Shera released her third album, Gold and Rust, in 2015.

== Performance history==
Shera has shared the stage with artists such as Ray LaMontagne, Jason Mraz, Phil Lesh, Shawn Colvin, Billy Bragg, Nanci Griffith, Kristin Hersh, Joan Osborne, Jackie Greene, and Abigail Washburn.

She has performed at festivals such as Bonnaroo, the High Sierra Music Festival, Sausalito Music and Arts Festival, Monterey Music Summit and South by Southwest. When she was 18, she was also invited to perform at the Bob Dylan Tribute Concert at New York City’s Avery Fisher Hall.

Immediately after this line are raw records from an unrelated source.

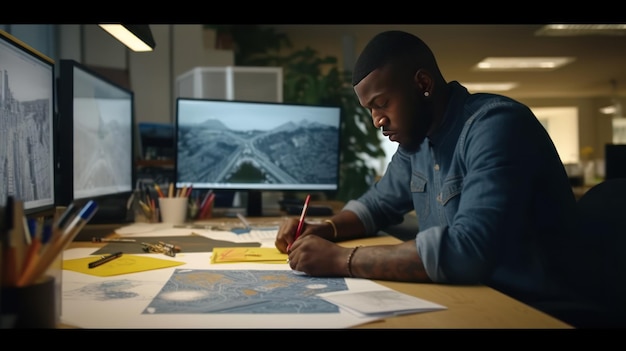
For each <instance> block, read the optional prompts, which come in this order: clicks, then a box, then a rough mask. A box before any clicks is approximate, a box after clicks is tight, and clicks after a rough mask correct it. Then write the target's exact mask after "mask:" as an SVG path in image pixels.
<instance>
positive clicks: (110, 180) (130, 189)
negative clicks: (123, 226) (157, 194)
mask: <svg viewBox="0 0 626 351" xmlns="http://www.w3.org/2000/svg"><path fill="white" fill-rule="evenodd" d="M59 66H60V72H59V81H58V97H59V99H58V114H59V117H58V118H59V120H58V122H59V123H58V127H59V128H58V138H59V152H58V159H57V161H58V167H59V168H58V174H59V179H58V184H57V190H58V191H57V195H58V204H59V205H68V204H69V203H70V202H79V203H82V202H86V201H88V200H90V199H97V200H98V203H99V205H100V208H99V209H98V212H97V213H96V216H94V219H92V222H98V221H122V220H125V219H126V218H125V217H126V208H125V206H124V205H125V204H126V200H127V199H128V197H129V196H130V194H131V193H132V190H133V187H134V184H133V182H134V159H133V145H134V133H135V114H134V93H133V91H131V90H129V89H128V88H125V87H123V86H121V85H119V84H118V83H115V82H114V81H112V80H111V79H109V78H106V77H104V76H102V75H101V74H99V73H98V72H96V71H94V70H93V69H92V68H89V67H87V66H85V65H82V64H80V63H78V62H76V61H74V60H60V64H59ZM109 204H110V205H109ZM105 217H109V218H105Z"/></svg>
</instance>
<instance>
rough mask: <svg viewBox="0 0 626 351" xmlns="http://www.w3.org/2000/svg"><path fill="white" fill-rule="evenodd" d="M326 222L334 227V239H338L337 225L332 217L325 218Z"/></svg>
mask: <svg viewBox="0 0 626 351" xmlns="http://www.w3.org/2000/svg"><path fill="white" fill-rule="evenodd" d="M324 223H329V224H330V226H331V227H333V239H337V226H335V223H334V222H333V221H331V220H330V219H327V220H325V221H324Z"/></svg>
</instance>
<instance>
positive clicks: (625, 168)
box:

Lauren was hand-picked by Ben Lovett of Mumford and Sons to play on the first United States tour of Communion, which Lovett operates. Lauren will play beside Matthew and the Atlas and David Mayfield on over 21 dates nationally.

=== Honeymoon ===

Shera also performed in the band Honeymoon along with Sara Bollwinkel and Christina Bailey. The group, which was based in Santa Cruz, performed a blend of indie-folk, traditional roots and pop. Currently on hiatus due to bi-coastal bandmates, honeymoon plans to continue writing and performing together when schedules and geography permit it.